Arrested: December 1941


Sand Island Internment Camp, Honolulu, Oahu Island

January 1942 - June 1942


Fourth Transfer Group: June 1942

This internee was one of six women sent to the Mainland aboard the fourth transfer ship along with a larger group of mostly Issei men. The women were kept apart from the men and had a different internment sequence from them.


Sharp Park Detention Station, California

June 1942 - July 1942


Seagoville Internment Camp, Texas

July 1942 - April 1943


Crystal City Family Internment Camp, Texas

April 1943 - December 1945


Returned to Hawaii: December 1945

Arrived in Honolulu with about 775 other internees aboard the military troopship the Shawnee.

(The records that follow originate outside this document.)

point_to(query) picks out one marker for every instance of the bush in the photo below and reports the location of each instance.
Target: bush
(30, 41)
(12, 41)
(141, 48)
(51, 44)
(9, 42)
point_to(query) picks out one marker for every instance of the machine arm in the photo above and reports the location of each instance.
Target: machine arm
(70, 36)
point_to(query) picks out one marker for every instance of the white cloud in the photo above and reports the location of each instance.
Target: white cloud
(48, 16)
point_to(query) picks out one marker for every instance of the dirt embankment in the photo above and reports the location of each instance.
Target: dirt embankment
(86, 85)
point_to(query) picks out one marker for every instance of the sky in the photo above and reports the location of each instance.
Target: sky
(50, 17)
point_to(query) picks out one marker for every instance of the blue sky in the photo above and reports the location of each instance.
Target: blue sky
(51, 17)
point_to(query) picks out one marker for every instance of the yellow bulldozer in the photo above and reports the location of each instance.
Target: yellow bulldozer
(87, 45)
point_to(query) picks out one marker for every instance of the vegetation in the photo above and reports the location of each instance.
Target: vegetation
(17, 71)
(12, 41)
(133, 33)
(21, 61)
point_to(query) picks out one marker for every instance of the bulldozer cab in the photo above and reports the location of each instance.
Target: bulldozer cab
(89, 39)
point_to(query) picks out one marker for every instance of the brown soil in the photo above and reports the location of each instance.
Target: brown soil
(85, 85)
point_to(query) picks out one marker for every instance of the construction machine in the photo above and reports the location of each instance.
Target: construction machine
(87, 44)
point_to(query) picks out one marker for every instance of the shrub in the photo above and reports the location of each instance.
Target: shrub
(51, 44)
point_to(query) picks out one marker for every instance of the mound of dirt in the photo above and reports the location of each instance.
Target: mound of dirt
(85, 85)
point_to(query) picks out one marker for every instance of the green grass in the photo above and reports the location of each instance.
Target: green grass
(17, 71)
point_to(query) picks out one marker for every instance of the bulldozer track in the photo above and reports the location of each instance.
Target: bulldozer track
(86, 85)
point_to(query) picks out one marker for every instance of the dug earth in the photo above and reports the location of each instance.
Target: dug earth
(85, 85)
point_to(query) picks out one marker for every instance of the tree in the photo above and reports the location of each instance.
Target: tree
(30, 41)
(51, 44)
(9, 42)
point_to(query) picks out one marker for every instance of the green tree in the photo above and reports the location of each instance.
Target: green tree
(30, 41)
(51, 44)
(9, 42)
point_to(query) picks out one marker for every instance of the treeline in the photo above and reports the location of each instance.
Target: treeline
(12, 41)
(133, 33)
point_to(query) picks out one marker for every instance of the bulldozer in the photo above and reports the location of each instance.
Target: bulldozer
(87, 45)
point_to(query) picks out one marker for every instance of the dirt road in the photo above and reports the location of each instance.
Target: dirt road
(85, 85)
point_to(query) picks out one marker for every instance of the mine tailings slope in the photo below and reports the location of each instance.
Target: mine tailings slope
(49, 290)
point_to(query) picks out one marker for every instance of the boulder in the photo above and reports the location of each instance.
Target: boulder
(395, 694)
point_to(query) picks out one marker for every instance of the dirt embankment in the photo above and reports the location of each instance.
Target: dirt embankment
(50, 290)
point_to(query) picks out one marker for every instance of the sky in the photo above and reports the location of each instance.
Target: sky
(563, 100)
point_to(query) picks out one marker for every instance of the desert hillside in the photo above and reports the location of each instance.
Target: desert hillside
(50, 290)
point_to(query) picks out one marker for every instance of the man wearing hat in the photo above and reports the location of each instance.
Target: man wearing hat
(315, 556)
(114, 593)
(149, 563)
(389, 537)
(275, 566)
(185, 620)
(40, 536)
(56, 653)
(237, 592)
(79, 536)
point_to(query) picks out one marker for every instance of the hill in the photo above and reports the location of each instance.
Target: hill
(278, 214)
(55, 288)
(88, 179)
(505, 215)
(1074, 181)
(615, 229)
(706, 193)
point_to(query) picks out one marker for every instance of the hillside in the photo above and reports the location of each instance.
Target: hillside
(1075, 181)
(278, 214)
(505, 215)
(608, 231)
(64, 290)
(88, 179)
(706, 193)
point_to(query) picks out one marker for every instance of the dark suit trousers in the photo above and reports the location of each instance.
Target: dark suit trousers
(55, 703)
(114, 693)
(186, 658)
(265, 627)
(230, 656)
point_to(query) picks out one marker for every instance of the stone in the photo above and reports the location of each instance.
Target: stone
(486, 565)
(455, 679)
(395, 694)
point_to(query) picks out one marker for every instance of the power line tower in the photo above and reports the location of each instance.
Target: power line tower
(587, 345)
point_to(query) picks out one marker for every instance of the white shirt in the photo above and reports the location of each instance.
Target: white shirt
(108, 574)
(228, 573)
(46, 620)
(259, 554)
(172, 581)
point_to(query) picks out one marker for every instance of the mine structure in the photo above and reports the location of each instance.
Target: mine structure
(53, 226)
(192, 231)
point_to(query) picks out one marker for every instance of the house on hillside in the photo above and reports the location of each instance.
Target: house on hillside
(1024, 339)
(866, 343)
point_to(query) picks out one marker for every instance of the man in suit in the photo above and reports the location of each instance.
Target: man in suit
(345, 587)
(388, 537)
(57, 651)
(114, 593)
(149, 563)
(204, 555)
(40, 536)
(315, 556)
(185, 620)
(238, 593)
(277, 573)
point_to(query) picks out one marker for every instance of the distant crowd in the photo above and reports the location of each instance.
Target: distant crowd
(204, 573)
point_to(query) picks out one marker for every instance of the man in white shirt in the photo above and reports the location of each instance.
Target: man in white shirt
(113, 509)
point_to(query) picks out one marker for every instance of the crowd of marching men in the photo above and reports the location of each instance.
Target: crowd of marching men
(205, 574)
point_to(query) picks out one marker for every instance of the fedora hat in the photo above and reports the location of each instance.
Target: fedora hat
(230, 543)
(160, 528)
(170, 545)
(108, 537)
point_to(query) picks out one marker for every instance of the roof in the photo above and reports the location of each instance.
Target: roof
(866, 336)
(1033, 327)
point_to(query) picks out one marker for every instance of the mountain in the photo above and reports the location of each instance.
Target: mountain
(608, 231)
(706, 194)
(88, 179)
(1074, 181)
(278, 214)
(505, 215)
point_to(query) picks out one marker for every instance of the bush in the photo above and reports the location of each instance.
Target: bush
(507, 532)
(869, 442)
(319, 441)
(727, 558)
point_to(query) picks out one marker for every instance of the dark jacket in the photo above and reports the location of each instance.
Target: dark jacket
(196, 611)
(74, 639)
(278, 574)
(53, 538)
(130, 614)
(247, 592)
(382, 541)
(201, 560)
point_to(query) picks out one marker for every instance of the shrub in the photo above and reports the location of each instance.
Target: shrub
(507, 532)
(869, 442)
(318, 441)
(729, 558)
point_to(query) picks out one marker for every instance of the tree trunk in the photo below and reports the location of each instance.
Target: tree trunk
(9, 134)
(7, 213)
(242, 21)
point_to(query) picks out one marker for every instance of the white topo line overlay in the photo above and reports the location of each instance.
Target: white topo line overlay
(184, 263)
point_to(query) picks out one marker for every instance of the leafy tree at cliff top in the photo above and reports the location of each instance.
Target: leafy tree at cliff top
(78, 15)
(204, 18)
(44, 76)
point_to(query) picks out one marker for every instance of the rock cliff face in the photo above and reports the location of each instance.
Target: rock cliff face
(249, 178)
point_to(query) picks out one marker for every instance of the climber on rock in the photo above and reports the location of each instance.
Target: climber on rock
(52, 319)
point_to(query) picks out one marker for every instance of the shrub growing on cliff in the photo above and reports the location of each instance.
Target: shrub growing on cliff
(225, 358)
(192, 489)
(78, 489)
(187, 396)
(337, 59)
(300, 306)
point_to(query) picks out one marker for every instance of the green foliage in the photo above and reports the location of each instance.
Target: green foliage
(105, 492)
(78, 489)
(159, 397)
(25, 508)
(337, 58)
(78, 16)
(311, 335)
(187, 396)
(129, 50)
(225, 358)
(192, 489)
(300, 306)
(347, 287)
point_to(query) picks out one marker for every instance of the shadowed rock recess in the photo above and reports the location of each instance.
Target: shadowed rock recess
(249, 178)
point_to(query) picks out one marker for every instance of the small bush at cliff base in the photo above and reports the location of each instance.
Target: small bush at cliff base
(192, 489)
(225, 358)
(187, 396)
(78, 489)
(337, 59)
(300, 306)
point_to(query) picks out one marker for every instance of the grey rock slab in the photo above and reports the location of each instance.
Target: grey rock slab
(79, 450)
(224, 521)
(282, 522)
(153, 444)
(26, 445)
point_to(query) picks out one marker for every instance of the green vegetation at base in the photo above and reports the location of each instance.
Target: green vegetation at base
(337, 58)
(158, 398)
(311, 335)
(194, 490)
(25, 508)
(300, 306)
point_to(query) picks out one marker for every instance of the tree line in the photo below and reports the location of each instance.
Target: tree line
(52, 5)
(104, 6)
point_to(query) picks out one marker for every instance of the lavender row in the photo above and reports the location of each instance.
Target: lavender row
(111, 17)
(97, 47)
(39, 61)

Yoshie Miyao was the step-mother of Rev. Shigemaru Miyao, whose late father had been the founder of the Izumo Taisha Shrine. Shortly after the Pearl Harbor bombing, Shigemaru Miyao and his wife, Yuki Miyao, were arrested. Yuki, it is believed, was mistaken for Yoshie, who continued to perform religious services at the shrine until her arrest later in December.

The imprisonment of the Miyao adults left the three young Miyao children to be cared for by relatives of grandmother Yoshie, the Inokuchi family of Waipahu. In time, the Inokuchi family head, Kakuji Inokuchi, would also be arrested and sent to the Honouliuli Internment Camp.

Yoshie and her daughter-in-law were confined together at Sand Island. They were among a group of only eight Hawaii women who were arrested and sent to the Mainland for internment. They were unlike the women who entered Mainland internment as a way to reunify their families, for these women had been arrested and incarcerated.

In addition to Yoshie and Yuki Miyao, four other women were sent in the Fourth Transfer Group; they were Kiku Horibe, Miyuki Kawasaki, Haru Tanaka, and Tsuta Yamane. Two more women, Kanzen Ito and Ishiko Mori, were sent several months later with the Seventh Transfer Group.

From the Crystal City camp, Yoshie Miyao successfully petitioned the U.S. government to allow the transfer there of her fifteen-year-old granddaughter, Florence Atsuko Mikami, from her place of incarceration at the Rohwer camp in Arkansas. Yoshie Miyao was Florence Atsuko's paternal aunt as well as maternal step-grandmother by way of the Miyao family and she had reared Florence from infancy.